Documenting attempts to transmit or obtain the required information.
Assessing relevant transactional and counterparty risk indicators, potentially including the use of blockchain analytics tools.
Applying internal escalation procedures and making a documented, risk-based decision on whether to proceed with the transfer.

      For compliance teams, the challenge is often not the absence of rules, but demonstrating that decisions were reasonable, risk-based, and defensible under supervisory scrutiny.
    

If you’d like to explore Travel Rule compliance challenges and best practices in more detail, watch the recorded live session, where Yulia Murat, Head of Regulatory Affairs at Global Ledger, and Lana Schwarzman, VP of Global Regulatory and Compliance Strategy at Notabene, discuss how VASPs can navigate evolving crypto AML regulations in practice.

Get the Recording

Conclusion

In 2026, Travel Rule compliance is part of daily operations, not just a checkbox. Regulators expect VASPs not only to collect and transmit data correctly, but to manage exceptions, retain records, and ensure that Travel Rule data feeds into the broader AML controls that prevent illicit transactions from going undetected.

For compliance teams, the challenge is not understanding the rule — it is making it work across fragmented systems, unclear edge cases, and global counterparties. The firms that succeed are those that move from reactive compliance to structured, timely decision-making.

Global Ledger helps VASPs implement Travel Rule compliance end-to-end — from counterparty due diligence and pre-transaction screening to audit-ready reporting. Request a demo to find out how you can turn Travel Rule into a reliable, real-time workflow without blocking legitimate transactions or slowing down operations.

See how Global Ledger can support
Travel Rule compliance for your team

Schedule a Demo

FAQ

What is the FATF Travel Rule?

The FATF Travel Rule is a requirement established under FATF Recommendation 16 that obligates financial institutions and VASPs to collect and transmit originator and beneficiary information alongside transfers above a defined threshold. FATF, the Financial Action Task Force, extended the rule to virtual assets in 2019. It forms the basis for national-level Travel Rule laws in the EU, UK, US, Singapore, and Switzerland.

What is the Travel Rule Regulation?

The Travel Rule regulation refers to the national and regional laws that implement FATF Recommendation 16 for crypto firms. In the EU, this is the Transfer of Funds Regulation (TFR, Regulation 2023/1113). In the UK, the Money Laundering Regulations are enforced by the FCA. In the US, FinCEN applies the Bank Secrecy Act Travel Rule to money transmitters. Each jurisdiction sets its own threshold within the FATF framework.

What does Travel Rule compliance mean for crypto firms?

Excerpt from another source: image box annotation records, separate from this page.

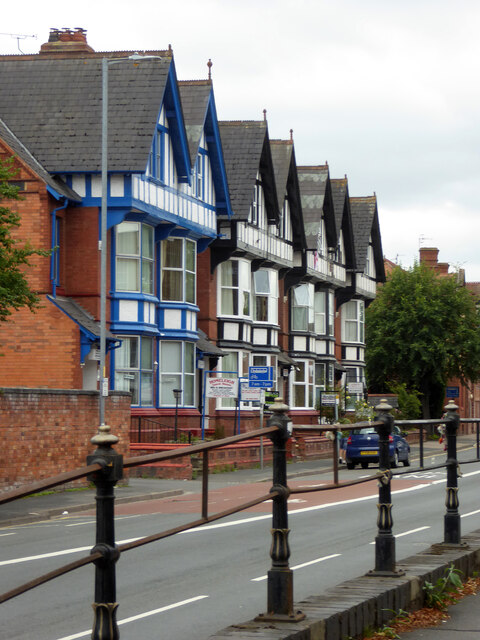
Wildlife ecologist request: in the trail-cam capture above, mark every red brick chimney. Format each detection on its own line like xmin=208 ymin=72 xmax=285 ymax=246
xmin=39 ymin=27 xmax=95 ymax=58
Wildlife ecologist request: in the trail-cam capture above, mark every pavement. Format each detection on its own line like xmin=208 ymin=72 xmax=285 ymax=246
xmin=400 ymin=594 xmax=480 ymax=640
xmin=0 ymin=435 xmax=480 ymax=640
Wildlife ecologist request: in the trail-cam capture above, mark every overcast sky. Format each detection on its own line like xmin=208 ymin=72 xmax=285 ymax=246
xmin=0 ymin=0 xmax=480 ymax=281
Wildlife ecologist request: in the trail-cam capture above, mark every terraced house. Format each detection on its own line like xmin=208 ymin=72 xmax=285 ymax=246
xmin=0 ymin=29 xmax=384 ymax=432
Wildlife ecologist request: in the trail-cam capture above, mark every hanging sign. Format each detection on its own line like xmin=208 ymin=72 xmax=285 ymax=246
xmin=206 ymin=378 xmax=238 ymax=398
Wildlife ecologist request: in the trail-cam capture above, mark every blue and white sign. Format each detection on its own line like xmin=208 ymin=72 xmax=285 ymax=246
xmin=248 ymin=367 xmax=273 ymax=389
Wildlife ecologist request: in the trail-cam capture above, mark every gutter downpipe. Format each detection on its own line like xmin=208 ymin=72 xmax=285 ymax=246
xmin=50 ymin=198 xmax=68 ymax=298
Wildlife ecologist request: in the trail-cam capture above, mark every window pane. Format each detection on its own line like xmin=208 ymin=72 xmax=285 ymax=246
xmin=115 ymin=371 xmax=138 ymax=404
xmin=185 ymin=271 xmax=195 ymax=304
xmin=141 ymin=338 xmax=153 ymax=371
xmin=315 ymin=291 xmax=325 ymax=313
xmin=117 ymin=222 xmax=140 ymax=256
xmin=293 ymin=284 xmax=308 ymax=307
xmin=115 ymin=337 xmax=138 ymax=369
xmin=294 ymin=362 xmax=305 ymax=382
xmin=142 ymin=260 xmax=153 ymax=293
xmin=142 ymin=224 xmax=153 ymax=259
xmin=142 ymin=373 xmax=153 ymax=405
xmin=162 ymin=270 xmax=183 ymax=301
xmin=292 ymin=307 xmax=308 ymax=331
xmin=255 ymin=296 xmax=268 ymax=322
xmin=293 ymin=384 xmax=306 ymax=407
xmin=162 ymin=238 xmax=183 ymax=269
xmin=315 ymin=363 xmax=325 ymax=387
xmin=185 ymin=240 xmax=195 ymax=271
xmin=253 ymin=269 xmax=270 ymax=293
xmin=221 ymin=261 xmax=238 ymax=287
xmin=116 ymin=258 xmax=140 ymax=291
xmin=243 ymin=291 xmax=250 ymax=316
xmin=345 ymin=322 xmax=358 ymax=342
xmin=222 ymin=289 xmax=238 ymax=316
xmin=161 ymin=342 xmax=182 ymax=372
xmin=183 ymin=375 xmax=195 ymax=406
xmin=185 ymin=342 xmax=195 ymax=373
xmin=160 ymin=374 xmax=182 ymax=405
xmin=345 ymin=300 xmax=357 ymax=320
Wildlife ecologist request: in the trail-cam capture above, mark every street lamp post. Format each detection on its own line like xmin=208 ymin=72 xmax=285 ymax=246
xmin=173 ymin=389 xmax=182 ymax=442
xmin=98 ymin=53 xmax=161 ymax=426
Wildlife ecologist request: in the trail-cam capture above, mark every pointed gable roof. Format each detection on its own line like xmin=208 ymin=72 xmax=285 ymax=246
xmin=0 ymin=119 xmax=81 ymax=202
xmin=178 ymin=80 xmax=232 ymax=217
xmin=178 ymin=80 xmax=212 ymax=168
xmin=270 ymin=140 xmax=307 ymax=249
xmin=350 ymin=195 xmax=385 ymax=282
xmin=0 ymin=51 xmax=188 ymax=179
xmin=219 ymin=121 xmax=279 ymax=222
xmin=298 ymin=164 xmax=337 ymax=249
xmin=330 ymin=176 xmax=355 ymax=269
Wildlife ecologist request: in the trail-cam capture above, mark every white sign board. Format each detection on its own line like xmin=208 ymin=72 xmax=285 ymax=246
xmin=206 ymin=378 xmax=238 ymax=398
xmin=347 ymin=382 xmax=363 ymax=393
xmin=240 ymin=381 xmax=263 ymax=402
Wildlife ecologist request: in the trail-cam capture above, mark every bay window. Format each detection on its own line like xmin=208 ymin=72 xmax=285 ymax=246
xmin=342 ymin=300 xmax=365 ymax=343
xmin=253 ymin=269 xmax=278 ymax=324
xmin=159 ymin=340 xmax=195 ymax=407
xmin=292 ymin=283 xmax=314 ymax=331
xmin=220 ymin=260 xmax=250 ymax=316
xmin=292 ymin=360 xmax=314 ymax=409
xmin=161 ymin=238 xmax=196 ymax=304
xmin=314 ymin=291 xmax=327 ymax=335
xmin=115 ymin=222 xmax=154 ymax=294
xmin=114 ymin=336 xmax=153 ymax=406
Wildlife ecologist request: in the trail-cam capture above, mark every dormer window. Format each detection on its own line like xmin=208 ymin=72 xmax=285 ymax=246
xmin=193 ymin=153 xmax=205 ymax=200
xmin=115 ymin=222 xmax=154 ymax=294
xmin=250 ymin=180 xmax=264 ymax=227
xmin=147 ymin=126 xmax=166 ymax=182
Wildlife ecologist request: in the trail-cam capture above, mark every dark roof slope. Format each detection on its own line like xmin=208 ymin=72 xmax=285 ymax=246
xmin=0 ymin=119 xmax=81 ymax=202
xmin=298 ymin=164 xmax=337 ymax=249
xmin=219 ymin=121 xmax=278 ymax=221
xmin=0 ymin=52 xmax=172 ymax=173
xmin=178 ymin=80 xmax=212 ymax=168
xmin=350 ymin=195 xmax=385 ymax=282
xmin=330 ymin=176 xmax=355 ymax=269
xmin=270 ymin=140 xmax=306 ymax=249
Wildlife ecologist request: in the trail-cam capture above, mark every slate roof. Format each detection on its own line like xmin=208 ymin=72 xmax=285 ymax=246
xmin=219 ymin=121 xmax=278 ymax=221
xmin=330 ymin=176 xmax=355 ymax=269
xmin=0 ymin=52 xmax=172 ymax=173
xmin=270 ymin=140 xmax=306 ymax=249
xmin=196 ymin=329 xmax=227 ymax=357
xmin=47 ymin=296 xmax=118 ymax=340
xmin=178 ymin=80 xmax=212 ymax=168
xmin=350 ymin=195 xmax=385 ymax=282
xmin=298 ymin=164 xmax=337 ymax=249
xmin=0 ymin=119 xmax=81 ymax=202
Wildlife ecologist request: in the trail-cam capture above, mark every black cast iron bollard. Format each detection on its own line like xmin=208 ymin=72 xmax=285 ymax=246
xmin=443 ymin=400 xmax=461 ymax=544
xmin=367 ymin=399 xmax=405 ymax=576
xmin=256 ymin=398 xmax=305 ymax=622
xmin=87 ymin=425 xmax=123 ymax=640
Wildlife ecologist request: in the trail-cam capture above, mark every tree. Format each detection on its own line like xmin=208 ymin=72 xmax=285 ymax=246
xmin=0 ymin=158 xmax=50 ymax=322
xmin=365 ymin=264 xmax=480 ymax=418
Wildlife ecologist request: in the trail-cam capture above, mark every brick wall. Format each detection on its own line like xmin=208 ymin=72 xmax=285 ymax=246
xmin=0 ymin=388 xmax=130 ymax=490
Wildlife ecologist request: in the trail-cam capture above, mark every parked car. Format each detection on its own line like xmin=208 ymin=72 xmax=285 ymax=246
xmin=345 ymin=426 xmax=410 ymax=469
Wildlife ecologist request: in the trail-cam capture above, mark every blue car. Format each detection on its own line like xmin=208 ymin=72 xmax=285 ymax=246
xmin=345 ymin=426 xmax=410 ymax=469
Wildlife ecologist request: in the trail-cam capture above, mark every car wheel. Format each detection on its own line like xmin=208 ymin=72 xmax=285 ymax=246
xmin=390 ymin=450 xmax=398 ymax=469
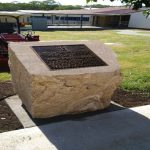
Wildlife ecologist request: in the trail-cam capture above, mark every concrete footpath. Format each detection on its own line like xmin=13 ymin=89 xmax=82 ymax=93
xmin=0 ymin=105 xmax=150 ymax=150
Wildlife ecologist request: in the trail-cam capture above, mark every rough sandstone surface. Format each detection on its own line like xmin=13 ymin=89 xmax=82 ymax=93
xmin=9 ymin=41 xmax=121 ymax=118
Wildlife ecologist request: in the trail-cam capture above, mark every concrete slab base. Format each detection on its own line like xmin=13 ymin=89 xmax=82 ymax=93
xmin=0 ymin=105 xmax=150 ymax=150
xmin=5 ymin=95 xmax=124 ymax=128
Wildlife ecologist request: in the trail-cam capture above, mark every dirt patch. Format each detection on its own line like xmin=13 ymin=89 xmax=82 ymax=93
xmin=0 ymin=82 xmax=150 ymax=133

Travel Rule compliance for crypto firms means maintaining systems to collect verified originator and beneficiary data, transmit it to counterparties, detect and manage exceptions, and retain records for audit. The data produced by this process supports broader AML obligations — but sanctions screening and transaction monitoring are separate controls, not part of Travel Rule compliance itself.

How does the Travel Rule fit into a VASP's AML program?

Travel Rule data directly supports sanctions screening and suspicious activity reporting. When that data reveals a potential match or gap, it can trigger blocking and SAR filing obligations, but those actions fall under the broader AML framework, not the Travel Rule itself.